"Tan, aku minta maaf... Tapi hubungan ini... nggak sehat buat kita berdua."
Tania menatapnya tajam. "Karena Nayla?"
Raka mengangguk. "Sebagian karena Nayla... Tapi lebih dari itu, aku sadar aku selama ini bohongin diriku sendiri. Aku nggak bisa terus jalanin hubungan ini kalau hati aku ada di tempat lain."
Tania menahan air mata, tapi tidak bisa membendungnya. "Aku benci kamu..."
Raka berdiri. Ia tak membalas. Ia tahu luka ini akan memakan waktu untuk sembuh, tapi lebih menyakitkan lagi jika harus terus hidup dalam kebohongan.

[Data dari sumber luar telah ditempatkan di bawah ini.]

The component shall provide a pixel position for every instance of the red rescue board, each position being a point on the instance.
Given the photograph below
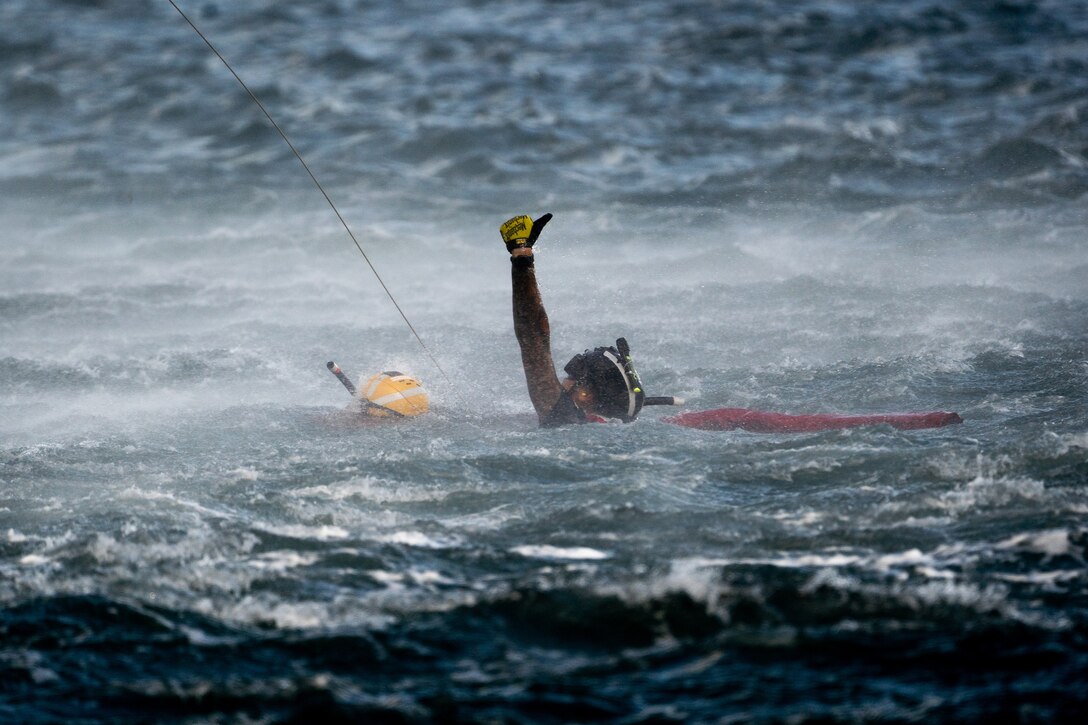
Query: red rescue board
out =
(761, 421)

Sore itu, Raka kembali ke rumah sakit dengan perasaan campur aduk. Ia tak tahu apakah Nayla akan menerima perasaannya, atau tetap tak mengingat siapa dia sebenarnya.
Namun saat ia masuk ke kamar Nayla, gadis itu menatapnya penuh tanya.
"Ka... kamu pernah jatuh waktu kecil, di depan apotek? Aku tiba-tiba inget... ada anak cowok pake baju merah, dan aku bantuin dia."
Raka menahan napas. "Itu aku."
Nayla tersenyum kecil. "Mungkin... hati kita udah saling kenal dari dulu ya, sebelum kita tahu apa itu cinta."
Raka tak berkata apa-apa. Ia hanya menggenggam tangan Nayla lebih erat.